Philip Creighton, Animal and Grassland Research and Innovation Centre, Teagasc Athenry, Co Galway.

Drafting of lambs is almost complete with approximately 97% of lambs finished from each of the groups. As mentioned in our last update due to weather conditions we housed all remaining lambs in mid-October. By the end of October we had 70% of lambs drafted from the grass only groups and 81% from the grass plus white clover groups. There was 7% more lambs drafted from the lower stocking rate (11 ewes/ha) at 79% compared to 72% at the 13 ewe/ha stocking rate. Preliminary analysis shows that lambs from the grass-clover groups reached slaughter 8 days earlier than the grass only lambs. Average live weight at slaughter for lambs killed in 2017 was 45.7kg with a carcass weight of 19.7kg. This represents an average kill out percentage of 43%, 1% lower than our long term average.
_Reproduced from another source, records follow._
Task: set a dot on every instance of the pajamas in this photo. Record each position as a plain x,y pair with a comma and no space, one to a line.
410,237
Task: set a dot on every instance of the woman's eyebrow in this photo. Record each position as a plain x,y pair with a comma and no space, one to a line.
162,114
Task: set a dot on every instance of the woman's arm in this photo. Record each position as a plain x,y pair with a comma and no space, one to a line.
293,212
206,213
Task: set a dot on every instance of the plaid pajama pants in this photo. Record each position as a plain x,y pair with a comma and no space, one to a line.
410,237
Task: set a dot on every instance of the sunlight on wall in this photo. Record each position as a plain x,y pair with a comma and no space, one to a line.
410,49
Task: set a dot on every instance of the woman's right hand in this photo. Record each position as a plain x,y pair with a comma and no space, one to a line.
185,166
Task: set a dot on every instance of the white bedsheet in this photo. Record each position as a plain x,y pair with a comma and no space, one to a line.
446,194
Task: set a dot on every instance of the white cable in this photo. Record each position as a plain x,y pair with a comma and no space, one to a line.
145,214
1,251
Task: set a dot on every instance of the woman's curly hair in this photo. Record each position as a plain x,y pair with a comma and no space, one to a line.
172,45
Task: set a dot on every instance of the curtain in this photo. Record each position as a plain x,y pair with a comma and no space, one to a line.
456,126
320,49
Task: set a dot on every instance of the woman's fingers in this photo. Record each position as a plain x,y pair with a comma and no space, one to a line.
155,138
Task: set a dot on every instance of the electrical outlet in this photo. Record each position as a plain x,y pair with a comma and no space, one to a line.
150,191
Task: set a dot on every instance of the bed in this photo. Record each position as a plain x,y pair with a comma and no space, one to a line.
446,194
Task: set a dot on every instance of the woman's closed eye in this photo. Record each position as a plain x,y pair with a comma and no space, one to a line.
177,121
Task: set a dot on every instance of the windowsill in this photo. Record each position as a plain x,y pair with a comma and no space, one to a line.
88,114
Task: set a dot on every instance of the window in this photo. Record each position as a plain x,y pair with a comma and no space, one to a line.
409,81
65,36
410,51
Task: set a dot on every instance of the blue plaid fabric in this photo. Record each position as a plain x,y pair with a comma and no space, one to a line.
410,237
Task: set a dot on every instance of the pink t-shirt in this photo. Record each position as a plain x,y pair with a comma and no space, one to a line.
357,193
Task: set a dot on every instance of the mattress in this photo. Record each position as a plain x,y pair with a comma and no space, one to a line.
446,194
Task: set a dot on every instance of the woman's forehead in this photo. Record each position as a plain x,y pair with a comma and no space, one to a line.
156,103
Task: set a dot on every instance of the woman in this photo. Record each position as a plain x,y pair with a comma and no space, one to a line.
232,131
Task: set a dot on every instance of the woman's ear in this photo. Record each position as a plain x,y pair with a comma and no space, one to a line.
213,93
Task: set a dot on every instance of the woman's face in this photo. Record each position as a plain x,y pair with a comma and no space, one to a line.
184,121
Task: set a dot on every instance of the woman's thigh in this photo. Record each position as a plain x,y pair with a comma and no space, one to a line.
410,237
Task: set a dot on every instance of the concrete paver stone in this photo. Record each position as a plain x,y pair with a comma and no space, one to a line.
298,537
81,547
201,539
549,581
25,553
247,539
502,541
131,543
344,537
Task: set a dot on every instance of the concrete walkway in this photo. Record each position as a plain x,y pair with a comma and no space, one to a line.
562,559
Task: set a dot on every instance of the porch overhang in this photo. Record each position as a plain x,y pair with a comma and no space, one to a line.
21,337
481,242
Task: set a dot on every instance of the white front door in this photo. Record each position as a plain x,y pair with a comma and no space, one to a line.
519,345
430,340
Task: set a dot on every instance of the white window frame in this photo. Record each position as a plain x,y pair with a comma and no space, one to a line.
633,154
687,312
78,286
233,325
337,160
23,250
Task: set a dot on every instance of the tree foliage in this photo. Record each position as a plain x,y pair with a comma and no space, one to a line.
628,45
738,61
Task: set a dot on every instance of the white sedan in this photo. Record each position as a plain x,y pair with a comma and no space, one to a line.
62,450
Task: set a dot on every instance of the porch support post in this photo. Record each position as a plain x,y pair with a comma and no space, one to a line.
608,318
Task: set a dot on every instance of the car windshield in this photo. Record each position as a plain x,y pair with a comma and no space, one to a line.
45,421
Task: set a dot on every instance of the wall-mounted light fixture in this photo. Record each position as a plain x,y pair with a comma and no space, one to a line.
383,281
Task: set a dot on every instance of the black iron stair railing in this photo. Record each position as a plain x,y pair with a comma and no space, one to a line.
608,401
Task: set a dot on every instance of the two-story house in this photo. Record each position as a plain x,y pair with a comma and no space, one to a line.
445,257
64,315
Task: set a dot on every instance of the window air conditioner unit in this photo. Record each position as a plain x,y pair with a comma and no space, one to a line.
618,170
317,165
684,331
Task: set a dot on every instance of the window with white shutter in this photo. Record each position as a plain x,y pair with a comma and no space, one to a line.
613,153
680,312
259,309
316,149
The grass clover fed lambs consistently had a 1% higher kill out compared to the grass only fed lambs. Ewe body condition measured in early December ranged from 3.3 (13 ewe/ha Stocking rate) to 3.4 (11 ewe/ha stocking rate) which is an improvement of around 0.25 since the start of mating. The slight improvement in ground conditions in late November/early December, coupled with higher covers of grass due to higher than normal grass growth rates in late October/early November has meant that we have been able to extend the grazing season well into December for all ewes. The 13 ewe/ha stocking rate groups will be housed Christmas week with the 11 ewe/ha groups probably grazing into the New Year weather permitting. We currently have 80-90% of all farmlets closed for the winter which is on target for Mid-December. In terms of sward DM production the grass clover swards grew 13500kgDM/ha relative to the grass only sward at 12800kgDM/ha. Interestingly the grass-clover low N (90kg N/ha/yr) treatments produced the same level of DM/ha as the grass-clover high N (145kg N/ha/yr) treatments. Our challenge is to maintain this production and the persistency of clover in our swards which will be a key focus of our work over the coming years.